Scientific Committee & Organizing Committee
Comité scientifique & Comité d’organisation
Olga Klopp (ESSEC and CREST)
Christophe Pouet (École Centrale de Marseille)
Alexander Rakhlin (MIT)
The first conference of the cycle is dedicated to the potential of the statistical approach in accompanying the development of our data-driven society. Our goal is to encourage collaboration and knowledge sharing between theoretical computer scientists and mathematical statisticians by bringing them together in Luminy. Both communities possess unique visions, skills and expertise. We hope that merging these strengths will advance the field and bring us closer to solving some of the key challenges such as (i) robustness, (ii) fairness and (iii) privacy of decision-making algorithms.
(i) Robustness: As Machine learning algorithms are increasingly used to support human decisions, it is important to make them robust. It is not sufficient to achieve reasonable performance on a hold-out dataset; predictive power should be also retained when circumstances are subject to reasonable changes. Statistical reasoning and tools (for example, can we have “good enough” performance 99% of the time; can we be confident in our predictions; how confident are our predictions?) is important in leveraging this challenge. While the mathematical statisticians mainly focused on theoretically optimal robust algorithms the theoretical computer science community contributed to our understanding of computational tractability of robust procedures although many obtained results significantly rely on specific model assumptions. Our meeting intends to give an excellent opportunity for these two communities to exchange about recent advances on the topic of robustness and enrich themselves.

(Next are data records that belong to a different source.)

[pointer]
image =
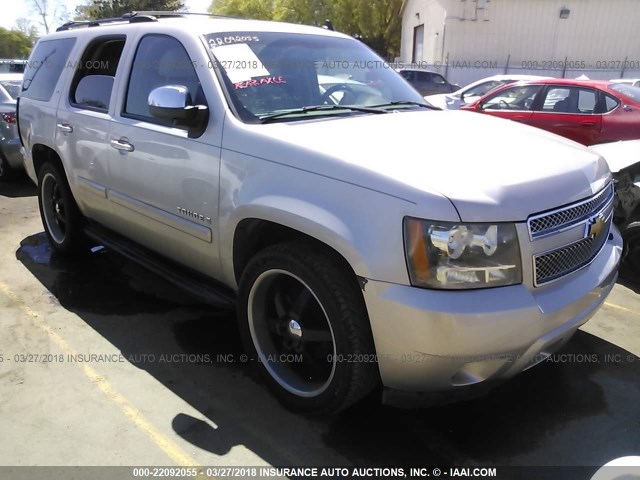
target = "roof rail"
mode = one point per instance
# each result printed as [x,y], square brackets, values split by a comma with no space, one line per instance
[132,17]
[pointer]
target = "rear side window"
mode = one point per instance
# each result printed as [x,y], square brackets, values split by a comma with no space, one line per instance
[44,68]
[93,83]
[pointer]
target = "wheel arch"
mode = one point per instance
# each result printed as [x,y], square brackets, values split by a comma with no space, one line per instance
[265,226]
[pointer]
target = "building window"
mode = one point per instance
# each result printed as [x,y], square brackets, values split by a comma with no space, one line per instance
[418,44]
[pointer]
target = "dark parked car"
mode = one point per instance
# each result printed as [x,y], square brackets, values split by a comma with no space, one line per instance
[10,156]
[426,82]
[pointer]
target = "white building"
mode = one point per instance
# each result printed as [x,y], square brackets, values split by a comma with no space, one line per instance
[470,39]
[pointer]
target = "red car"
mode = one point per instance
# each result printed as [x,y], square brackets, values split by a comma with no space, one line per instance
[587,111]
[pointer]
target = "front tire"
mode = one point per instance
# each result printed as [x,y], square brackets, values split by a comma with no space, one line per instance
[61,218]
[304,321]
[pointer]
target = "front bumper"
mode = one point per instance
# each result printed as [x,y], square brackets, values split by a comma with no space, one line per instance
[443,341]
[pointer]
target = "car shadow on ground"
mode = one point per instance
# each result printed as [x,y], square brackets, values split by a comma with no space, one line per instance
[17,187]
[581,408]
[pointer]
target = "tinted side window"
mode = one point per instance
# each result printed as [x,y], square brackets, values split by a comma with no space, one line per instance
[44,68]
[610,103]
[160,60]
[570,100]
[93,82]
[514,98]
[586,101]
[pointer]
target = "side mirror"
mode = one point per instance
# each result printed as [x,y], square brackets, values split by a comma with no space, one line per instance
[173,103]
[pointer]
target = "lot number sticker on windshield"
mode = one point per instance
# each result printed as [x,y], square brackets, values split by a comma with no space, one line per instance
[240,63]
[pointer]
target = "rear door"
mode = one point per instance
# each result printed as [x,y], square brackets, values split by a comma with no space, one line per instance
[84,120]
[570,111]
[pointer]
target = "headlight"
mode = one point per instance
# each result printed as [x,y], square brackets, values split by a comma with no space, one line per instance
[457,256]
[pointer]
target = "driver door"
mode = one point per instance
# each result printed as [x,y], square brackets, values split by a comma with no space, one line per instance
[163,177]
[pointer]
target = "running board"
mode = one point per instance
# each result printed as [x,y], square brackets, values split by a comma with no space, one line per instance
[199,286]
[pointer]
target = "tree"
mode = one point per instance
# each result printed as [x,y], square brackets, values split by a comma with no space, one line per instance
[116,8]
[14,44]
[50,12]
[378,23]
[256,9]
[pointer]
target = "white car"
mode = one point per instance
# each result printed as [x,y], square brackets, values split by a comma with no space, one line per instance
[472,92]
[360,242]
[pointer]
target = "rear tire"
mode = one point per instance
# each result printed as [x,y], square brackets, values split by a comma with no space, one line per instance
[630,263]
[63,223]
[304,322]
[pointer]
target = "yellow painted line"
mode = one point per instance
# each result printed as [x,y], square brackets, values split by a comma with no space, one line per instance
[179,456]
[620,307]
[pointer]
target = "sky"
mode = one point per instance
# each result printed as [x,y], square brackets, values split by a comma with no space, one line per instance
[11,10]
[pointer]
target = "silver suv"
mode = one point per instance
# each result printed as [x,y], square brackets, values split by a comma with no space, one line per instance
[284,170]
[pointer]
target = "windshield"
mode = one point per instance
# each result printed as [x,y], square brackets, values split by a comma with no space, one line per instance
[626,90]
[269,73]
[12,88]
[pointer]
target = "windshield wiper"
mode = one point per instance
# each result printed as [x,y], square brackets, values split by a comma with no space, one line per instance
[407,103]
[320,108]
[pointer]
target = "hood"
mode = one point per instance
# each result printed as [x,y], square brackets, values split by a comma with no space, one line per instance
[619,155]
[489,168]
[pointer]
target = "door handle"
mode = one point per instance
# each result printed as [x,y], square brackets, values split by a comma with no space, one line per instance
[64,127]
[122,144]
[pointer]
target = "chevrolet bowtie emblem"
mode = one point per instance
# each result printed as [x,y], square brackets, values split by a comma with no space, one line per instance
[596,226]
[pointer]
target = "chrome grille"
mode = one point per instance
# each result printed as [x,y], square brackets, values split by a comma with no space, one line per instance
[551,222]
[558,263]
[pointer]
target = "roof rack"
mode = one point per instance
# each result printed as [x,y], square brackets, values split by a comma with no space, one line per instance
[132,17]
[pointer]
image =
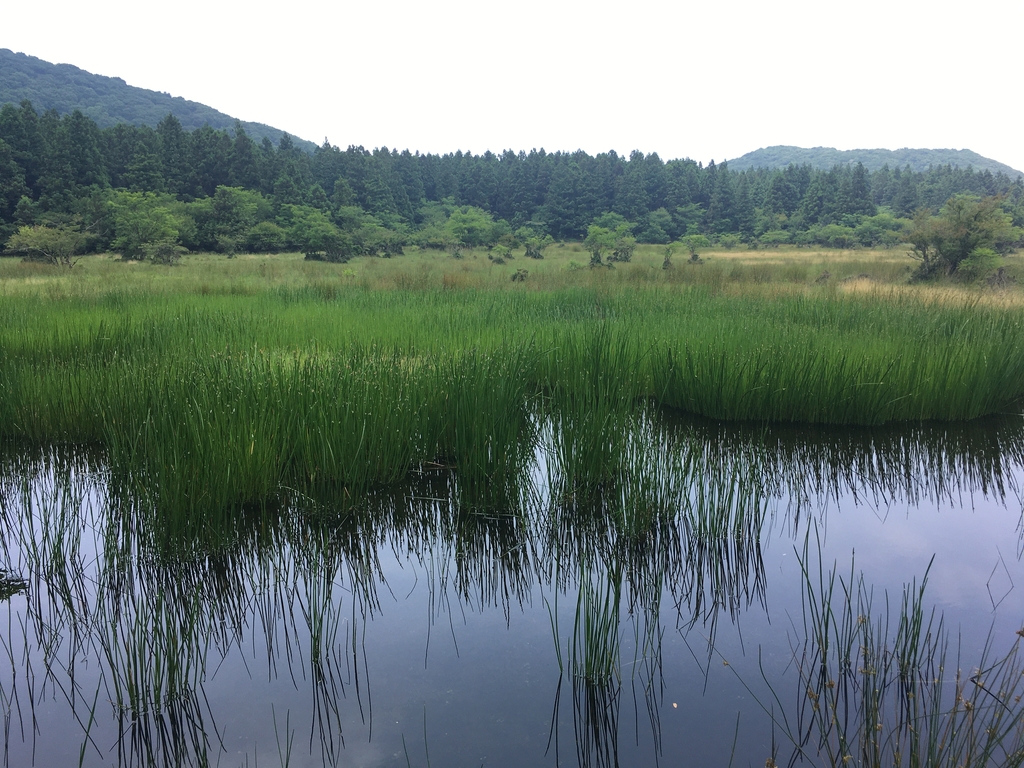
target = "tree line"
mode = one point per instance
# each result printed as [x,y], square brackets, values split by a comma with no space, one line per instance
[141,190]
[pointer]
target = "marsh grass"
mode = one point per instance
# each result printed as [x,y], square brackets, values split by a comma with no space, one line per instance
[878,687]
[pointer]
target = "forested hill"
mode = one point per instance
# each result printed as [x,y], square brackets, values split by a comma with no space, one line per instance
[209,189]
[824,158]
[110,100]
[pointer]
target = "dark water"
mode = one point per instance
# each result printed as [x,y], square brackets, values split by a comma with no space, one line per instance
[415,629]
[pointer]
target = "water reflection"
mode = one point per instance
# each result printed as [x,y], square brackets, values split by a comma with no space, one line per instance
[153,635]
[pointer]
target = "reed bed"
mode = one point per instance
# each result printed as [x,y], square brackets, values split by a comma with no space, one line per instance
[879,687]
[210,404]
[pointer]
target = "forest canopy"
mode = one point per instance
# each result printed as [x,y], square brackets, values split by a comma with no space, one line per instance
[129,187]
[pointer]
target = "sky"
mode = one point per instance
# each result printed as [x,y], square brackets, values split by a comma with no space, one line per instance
[708,80]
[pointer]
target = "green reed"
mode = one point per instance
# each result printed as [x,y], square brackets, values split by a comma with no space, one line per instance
[869,697]
[211,404]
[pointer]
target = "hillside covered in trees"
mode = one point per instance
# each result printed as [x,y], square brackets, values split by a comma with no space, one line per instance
[127,186]
[824,158]
[110,100]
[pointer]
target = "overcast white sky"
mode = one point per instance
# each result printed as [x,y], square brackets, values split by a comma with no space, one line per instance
[708,80]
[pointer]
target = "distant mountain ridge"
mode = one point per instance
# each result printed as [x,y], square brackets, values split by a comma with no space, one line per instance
[111,100]
[825,157]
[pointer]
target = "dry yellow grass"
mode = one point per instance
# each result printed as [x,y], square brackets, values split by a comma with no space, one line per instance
[765,272]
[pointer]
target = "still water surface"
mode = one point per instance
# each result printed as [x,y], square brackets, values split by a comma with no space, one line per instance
[414,629]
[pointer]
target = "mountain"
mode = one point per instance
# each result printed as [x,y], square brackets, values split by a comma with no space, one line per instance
[111,100]
[825,157]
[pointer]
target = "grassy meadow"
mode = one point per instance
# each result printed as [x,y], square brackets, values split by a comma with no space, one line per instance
[223,380]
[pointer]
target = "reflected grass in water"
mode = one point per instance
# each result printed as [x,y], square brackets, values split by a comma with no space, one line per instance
[867,696]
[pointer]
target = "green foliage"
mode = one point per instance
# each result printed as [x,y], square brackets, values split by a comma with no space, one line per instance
[534,242]
[965,224]
[312,232]
[599,240]
[694,244]
[141,219]
[52,245]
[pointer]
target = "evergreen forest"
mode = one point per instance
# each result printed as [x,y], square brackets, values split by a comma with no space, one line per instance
[126,187]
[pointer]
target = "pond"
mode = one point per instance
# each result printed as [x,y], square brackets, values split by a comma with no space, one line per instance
[666,616]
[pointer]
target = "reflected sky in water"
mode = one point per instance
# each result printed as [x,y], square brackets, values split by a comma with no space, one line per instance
[424,625]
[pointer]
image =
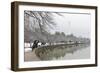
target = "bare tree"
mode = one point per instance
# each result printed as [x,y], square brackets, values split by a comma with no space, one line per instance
[43,19]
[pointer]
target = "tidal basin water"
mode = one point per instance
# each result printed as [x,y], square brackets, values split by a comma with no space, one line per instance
[61,52]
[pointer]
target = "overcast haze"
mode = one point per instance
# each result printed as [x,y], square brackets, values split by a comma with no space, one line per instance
[77,24]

(ii) Fairness: Decision makers may be subject to many forms of prejudice and bias. Can we hope that machines would be able to make more equitable decisions? Unfortunately, there are concerns that some of these data driven systems treat members of different classes differently, perpetrating biases, providing different degrees of utilities, and inducing disparities. While an “algorithm” may be automatic, following prescribed rules, and will apply an identical recipe to everyone, there is a growing understanding that biased data collection yields biased results: when more data is available from a particular social group, algorithms are likely to do better for this group, which can in turn lead to a vicious cycle of minority group abandonment, yielding ever more bias. The statistical community have just begun to pick up these challenges here. On the other hand, researchers in machine learning have begun to develop properties algorithms should satisfy to guarantee “equitable treatment.” While fairness is context dependent and may mean different things to different people, a sequence of recent works has given rise to a useful vocabulary for discussing fairness in automated systems.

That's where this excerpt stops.